The book evolved from the work of Raisa Moroz, a program director at Jewish Family, who works with Holocaust survivors. A refugee herself from Belarus of the former Soviet Union, Moroz began urging her Russian-speaking clients to write their stories. Richard Fenwick, a volunteer at Jewish Family and a retired U.S. Air Force Russian translator, stepped forward to translate the stories into English and transcribe recorded stories. The project expanded to include stories in English from Western European survivors.
“I believe it is important for people to know what happened years ago and from the people who experienced what happened,” said Moroz, whose family fled in 1996 because of anti-Semitism in the former Soviet Union.
“Eventually, more anti-Jewish laws came about. One made all Jews wear the yellow star. Another called for all Jews to be concentrated into one neighborhood, to move into ‘Jewish Houses,’ or as they were called, ‘Star Houses,’” Erika Dattner read in her testimony to the small library audience.

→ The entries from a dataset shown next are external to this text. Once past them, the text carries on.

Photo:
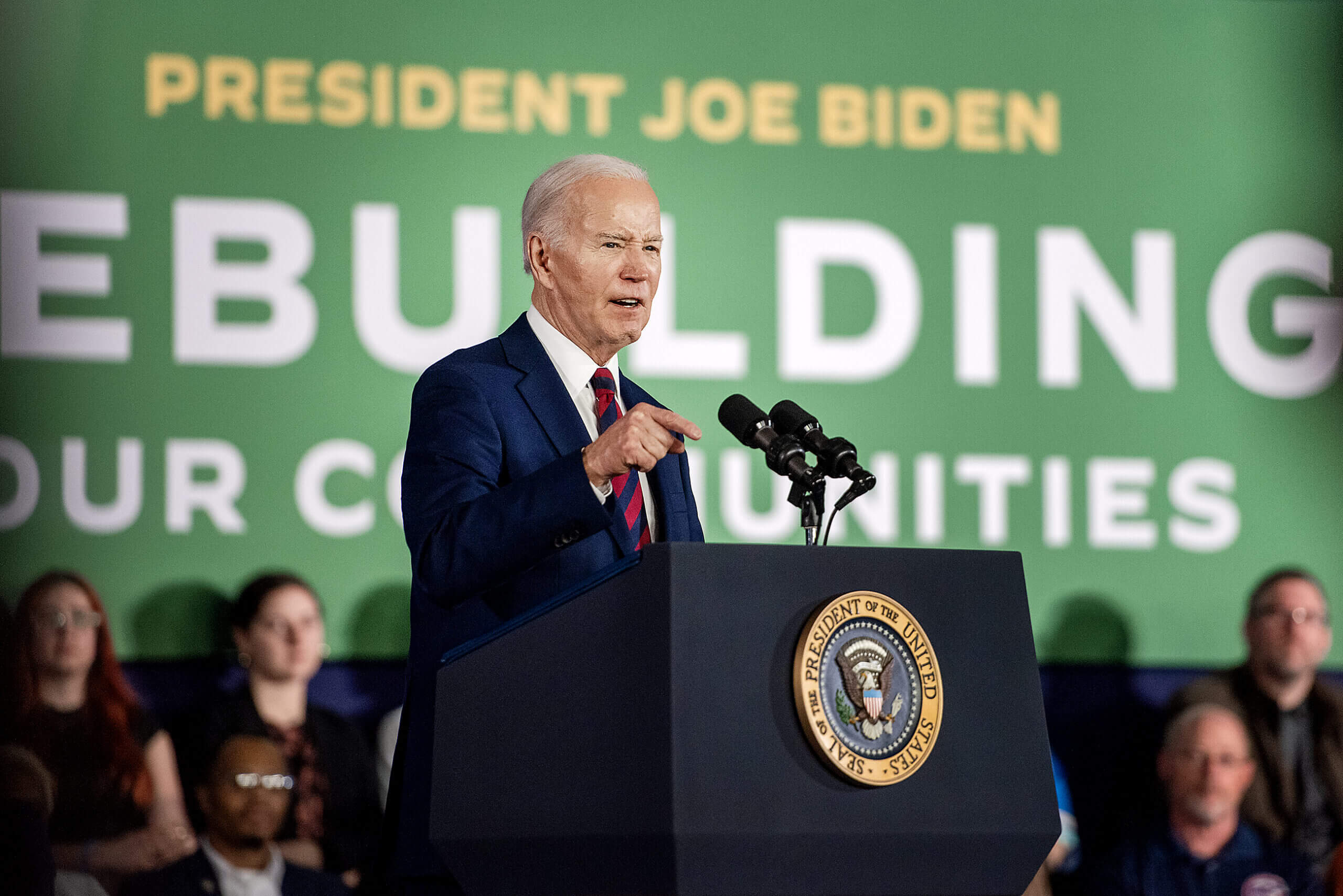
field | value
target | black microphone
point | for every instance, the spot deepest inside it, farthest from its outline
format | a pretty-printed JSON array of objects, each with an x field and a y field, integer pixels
[
  {"x": 837, "y": 458},
  {"x": 782, "y": 453}
]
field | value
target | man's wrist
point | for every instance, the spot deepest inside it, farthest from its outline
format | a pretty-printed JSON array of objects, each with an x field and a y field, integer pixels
[{"x": 601, "y": 483}]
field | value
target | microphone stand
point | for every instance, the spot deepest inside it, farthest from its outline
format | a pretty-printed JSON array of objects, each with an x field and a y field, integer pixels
[{"x": 812, "y": 500}]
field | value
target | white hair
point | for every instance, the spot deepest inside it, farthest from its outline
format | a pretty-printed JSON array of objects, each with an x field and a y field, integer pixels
[
  {"x": 543, "y": 210},
  {"x": 1182, "y": 726}
]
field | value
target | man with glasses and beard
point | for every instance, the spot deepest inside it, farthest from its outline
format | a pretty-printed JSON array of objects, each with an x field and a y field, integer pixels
[
  {"x": 243, "y": 803},
  {"x": 1205, "y": 848},
  {"x": 1295, "y": 718}
]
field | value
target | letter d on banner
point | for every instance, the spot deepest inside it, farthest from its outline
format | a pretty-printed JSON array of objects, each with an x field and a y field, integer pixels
[{"x": 805, "y": 248}]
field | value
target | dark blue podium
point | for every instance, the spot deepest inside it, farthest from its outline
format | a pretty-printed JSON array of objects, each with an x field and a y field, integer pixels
[{"x": 639, "y": 737}]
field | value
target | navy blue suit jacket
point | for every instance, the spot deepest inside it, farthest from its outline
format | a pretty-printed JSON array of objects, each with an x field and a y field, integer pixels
[
  {"x": 195, "y": 876},
  {"x": 499, "y": 516}
]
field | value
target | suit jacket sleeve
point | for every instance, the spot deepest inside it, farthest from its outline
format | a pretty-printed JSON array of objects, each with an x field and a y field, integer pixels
[{"x": 468, "y": 526}]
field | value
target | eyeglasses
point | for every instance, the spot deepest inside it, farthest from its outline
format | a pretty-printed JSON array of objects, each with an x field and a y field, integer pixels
[
  {"x": 1301, "y": 616},
  {"x": 1225, "y": 761},
  {"x": 250, "y": 781},
  {"x": 58, "y": 620}
]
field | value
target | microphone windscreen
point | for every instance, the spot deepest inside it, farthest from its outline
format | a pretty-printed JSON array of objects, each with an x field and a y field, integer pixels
[
  {"x": 789, "y": 418},
  {"x": 740, "y": 415}
]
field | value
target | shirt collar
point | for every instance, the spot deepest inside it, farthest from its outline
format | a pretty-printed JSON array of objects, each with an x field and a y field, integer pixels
[
  {"x": 226, "y": 871},
  {"x": 1244, "y": 844},
  {"x": 572, "y": 363}
]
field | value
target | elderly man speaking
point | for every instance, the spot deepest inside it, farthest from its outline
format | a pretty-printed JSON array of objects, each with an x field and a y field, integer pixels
[{"x": 531, "y": 461}]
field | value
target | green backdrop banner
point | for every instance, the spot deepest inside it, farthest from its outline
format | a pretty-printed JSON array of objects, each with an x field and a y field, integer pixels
[{"x": 1063, "y": 272}]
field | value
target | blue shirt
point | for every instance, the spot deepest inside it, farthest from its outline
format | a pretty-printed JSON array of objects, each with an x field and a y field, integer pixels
[{"x": 1161, "y": 866}]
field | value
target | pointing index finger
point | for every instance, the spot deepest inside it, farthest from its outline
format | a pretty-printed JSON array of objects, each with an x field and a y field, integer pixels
[{"x": 676, "y": 422}]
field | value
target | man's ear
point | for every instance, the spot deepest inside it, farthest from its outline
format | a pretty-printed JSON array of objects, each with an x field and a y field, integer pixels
[
  {"x": 203, "y": 799},
  {"x": 539, "y": 257}
]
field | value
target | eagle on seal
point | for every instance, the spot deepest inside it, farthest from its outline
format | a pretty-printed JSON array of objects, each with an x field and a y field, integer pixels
[{"x": 868, "y": 671}]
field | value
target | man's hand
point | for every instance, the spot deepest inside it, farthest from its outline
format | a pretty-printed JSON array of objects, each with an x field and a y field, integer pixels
[{"x": 636, "y": 442}]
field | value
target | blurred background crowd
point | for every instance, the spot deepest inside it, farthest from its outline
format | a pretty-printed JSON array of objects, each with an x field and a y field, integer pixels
[{"x": 264, "y": 790}]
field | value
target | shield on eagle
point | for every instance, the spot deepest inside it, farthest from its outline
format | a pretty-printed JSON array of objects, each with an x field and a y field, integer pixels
[{"x": 865, "y": 665}]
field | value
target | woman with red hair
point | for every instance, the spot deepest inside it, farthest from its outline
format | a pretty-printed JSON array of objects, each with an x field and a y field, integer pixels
[{"x": 119, "y": 804}]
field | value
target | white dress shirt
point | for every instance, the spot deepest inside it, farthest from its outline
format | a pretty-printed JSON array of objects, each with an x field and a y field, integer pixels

Dattner survived the war hiding under an assumed name, with the help of Protestant clergy, in Budapest, Hungary. Her father was forced to work as a laborer, and her mother used false identification to work as a maid. After the war, Dattner immigrated to Palestine in 1947 and 10 years later arrived in the United States.
Hearing directly from the survivors takes on greater importance because of the fact that there are fewer and fewer survivors. Moroz said of the original 36 survivors who contributed stories to the book, 12 have died.
Overall, she said, there are close to 100 survivors in Tucson and she estimates a total of about 250 live in Southern Arizona. She said a second book, containing 40 new stories of local Holocaust survivors, will be published next year.
Wolfgang Hellpap was born in Berlin in 1931 to an unmarried couple, a Jewish father and a Christian mother. He said he first experienced anti-Semitism when he entered school.
“I made it to the second grade before they found out I was officially Jewish. They kicked me out of school in the middle of class, when the teacher said she had my name on a a list and told me to leave. That was the law. All of a sudden the other kids were throwing rocks and spitting at me, so I had to run as fast as I could. I was crying.”
With his father gone and his mother unable to care for him, the young Wolfgang was on his own, hiding, living with family members until he was discovered by the Gestapo. He was placed in a children’s Jewish camp — where some of the Jewish teachers cooperated with the authorities.
He survived and immigrated to Palestine when he was a teen. He served in the Israeli army and came to the U.S. in 1955.
Moroz said that the survivors who are included in the book have told their stories to schoolchildren and community groups. And there will be more public readings from the book in the coming months.
But Lichter began publicly sharing his stories only a couple of years ago. He realized people needed to hear them.
“We don’t want it to happen again,” said Lichter, who fled Poland with his family after the German invasion and settled in Uzbekistan. After the war he returned briefly to Poland, then immigrated to Mexico in 1947 where he lived for 10 years before immigrating to the U.S.
While he is willing to share some of his stories, Lichter, 86, said there are still some he harbors, too horrific to retell.
“It’s depressing,” he said. “There are stories like that.”
Pawel, like his fellow survivors, asks that we read their stories and those of other Holocaust survivors to understand that genocide has and continues to plague our world.
“Things like that shouldn’t happen anymore,” he said. “We need to have consideration for other people who realize that we’re all human.”